Say we have $\phi\in C^1(\overline{\Omega})$ of a bounded domain $\Omega$ in $\mathbb{R}^2$ and $D=\{x:\phi(x)>0\}$ and $\nabla \phi(x) \neq 0$ for $x$ on the curve satisfying $\phi(x)=0$.
Question: What can we say about an upper bound of $L(\partial D)$? Do we have: $$\|\phi\|_{C^1}\leq M_1 \quad \Rightarrow \quad L(\partial D) \leq M_2,$$ where $M_1$ is some constant and $M_2$ is only dependent on $M_1$?
Progress: My intuition (so far) is that $L(\partial D)$ is finite and we need a lower bound $|\nabla \phi|>c$ on $\phi^{-1}(0)$ and then $M_2=M_2(c)$.
Indeed for each $x\in \phi^{-1}(0)$ we can find a neighborhood of $x$ and a local $C^1$ parametrization $\psi$ (inverse function theorem) of that local piece of the surface $\phi^{-1}(0)$. The length of this piece is finite and relates to $|\psi'|$ which somehow relates to $(\nabla \phi)^{-1}$.

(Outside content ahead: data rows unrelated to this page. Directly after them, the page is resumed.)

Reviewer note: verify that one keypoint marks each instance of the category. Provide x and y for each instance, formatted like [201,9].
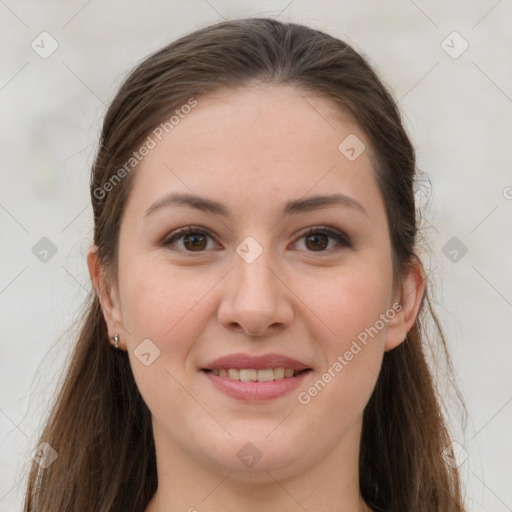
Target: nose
[255,300]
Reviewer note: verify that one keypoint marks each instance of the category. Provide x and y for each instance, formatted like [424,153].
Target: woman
[254,270]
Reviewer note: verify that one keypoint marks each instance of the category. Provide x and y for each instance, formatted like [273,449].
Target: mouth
[256,378]
[253,375]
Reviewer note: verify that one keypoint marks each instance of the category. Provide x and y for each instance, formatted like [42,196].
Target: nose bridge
[254,297]
[253,274]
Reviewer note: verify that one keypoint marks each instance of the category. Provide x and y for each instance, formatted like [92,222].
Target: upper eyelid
[329,231]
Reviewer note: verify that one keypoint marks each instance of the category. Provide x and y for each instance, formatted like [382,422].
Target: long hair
[100,426]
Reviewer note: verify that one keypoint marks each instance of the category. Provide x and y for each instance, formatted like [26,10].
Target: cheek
[350,306]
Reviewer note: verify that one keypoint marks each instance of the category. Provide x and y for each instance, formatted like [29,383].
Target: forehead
[255,143]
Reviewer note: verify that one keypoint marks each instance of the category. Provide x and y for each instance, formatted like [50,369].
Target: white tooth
[266,375]
[278,373]
[248,375]
[234,374]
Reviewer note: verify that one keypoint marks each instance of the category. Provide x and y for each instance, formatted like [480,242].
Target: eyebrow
[293,206]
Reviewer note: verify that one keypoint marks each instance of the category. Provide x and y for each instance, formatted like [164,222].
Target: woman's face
[249,289]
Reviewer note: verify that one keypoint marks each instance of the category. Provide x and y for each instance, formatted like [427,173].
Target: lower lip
[256,391]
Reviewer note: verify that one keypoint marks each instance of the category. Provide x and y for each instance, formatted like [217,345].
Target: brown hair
[100,426]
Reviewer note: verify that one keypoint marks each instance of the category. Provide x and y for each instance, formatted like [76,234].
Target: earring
[115,339]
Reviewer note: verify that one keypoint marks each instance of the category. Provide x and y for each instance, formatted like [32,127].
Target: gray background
[457,111]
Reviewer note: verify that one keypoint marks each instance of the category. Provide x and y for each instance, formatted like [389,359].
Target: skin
[253,149]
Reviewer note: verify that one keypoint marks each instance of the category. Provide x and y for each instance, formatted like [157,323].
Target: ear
[108,296]
[410,297]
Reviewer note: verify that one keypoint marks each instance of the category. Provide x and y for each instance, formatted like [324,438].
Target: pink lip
[256,391]
[241,361]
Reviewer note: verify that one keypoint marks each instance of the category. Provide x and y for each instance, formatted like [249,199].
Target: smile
[253,375]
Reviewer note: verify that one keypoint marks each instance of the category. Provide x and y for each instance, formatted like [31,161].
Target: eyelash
[342,239]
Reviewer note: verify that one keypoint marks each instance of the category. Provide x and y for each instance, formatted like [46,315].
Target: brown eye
[194,242]
[317,241]
[192,239]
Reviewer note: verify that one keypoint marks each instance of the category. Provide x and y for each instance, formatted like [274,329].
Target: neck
[193,486]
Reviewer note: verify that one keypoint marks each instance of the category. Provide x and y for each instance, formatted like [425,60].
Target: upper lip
[245,361]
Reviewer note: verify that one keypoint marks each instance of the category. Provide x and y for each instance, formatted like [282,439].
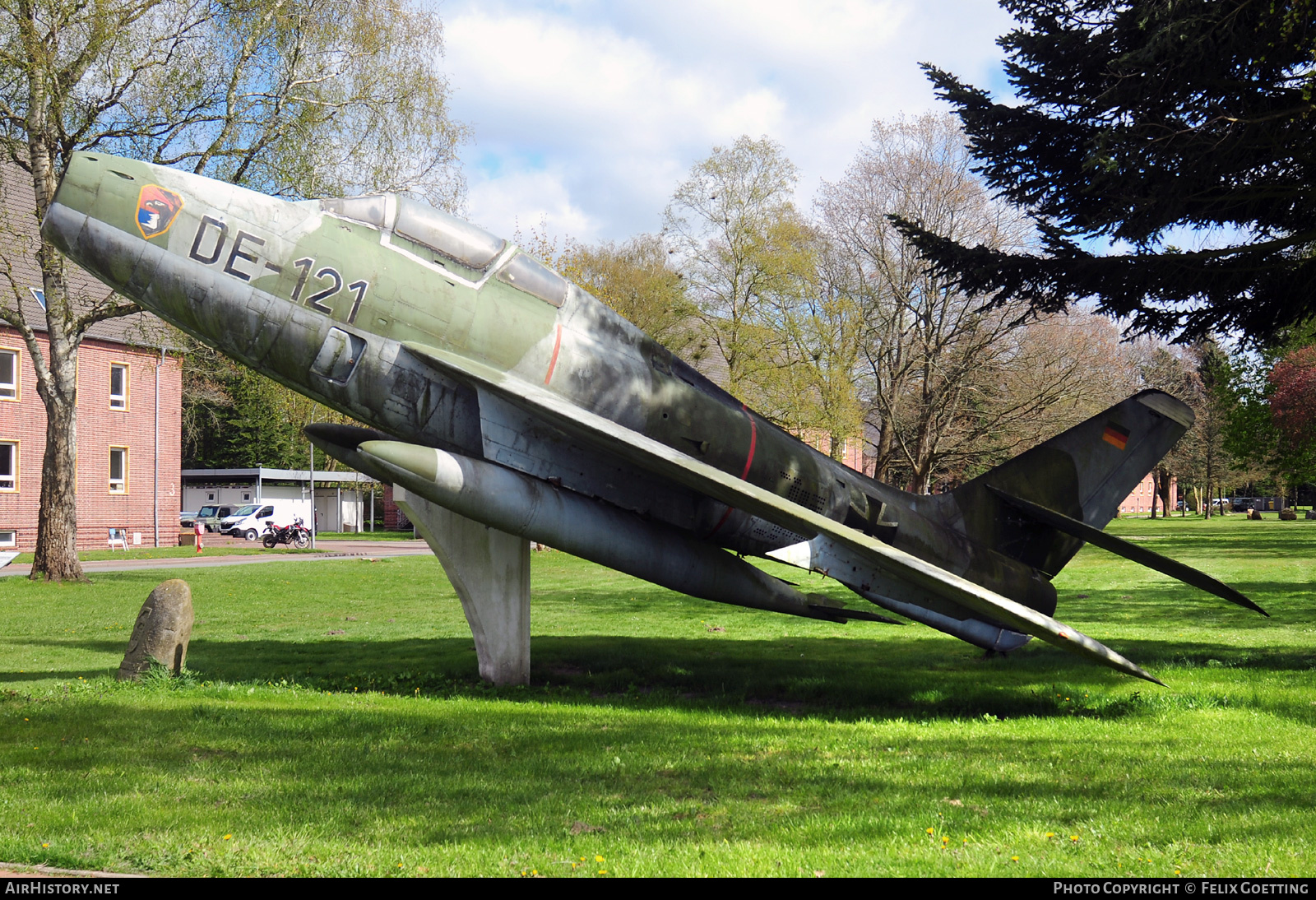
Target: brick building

Then by compactness we add finitely many pieces to get the total surface area. How to more precisely relate $|\psi'|$ to $|\nabla\phi|$?
The answer is no.
Fix $M_1 >0$ and $M_2>0$. Let $\Gamma$ be any simple $\mathcal{C}^1$ loop in $\Omega$ bounding a topological disk $D$ with length $L(\partial D)>M_2$. This is possible: for instance, take any small euclidean disk and deform its boundary by waving it smoothly in order to increase its length.
Then $D$ admits such a function $\phi$: this is called a defining function. Let $\lambda >0$ be small enough such that $\lambda\| \phi\|_{\mathcal{C}^1}\leqslant M_1$. Then $\lambda \phi$ is still a defining function, but $$ \|\lambda \phi \|_{\mathcal{C}^1} \leqslant M_1, $$ while $$ L(\partial D) > M_2. $$ In other words: the length of the boundary of $D$ is independent from the choice of a defining function for $D$.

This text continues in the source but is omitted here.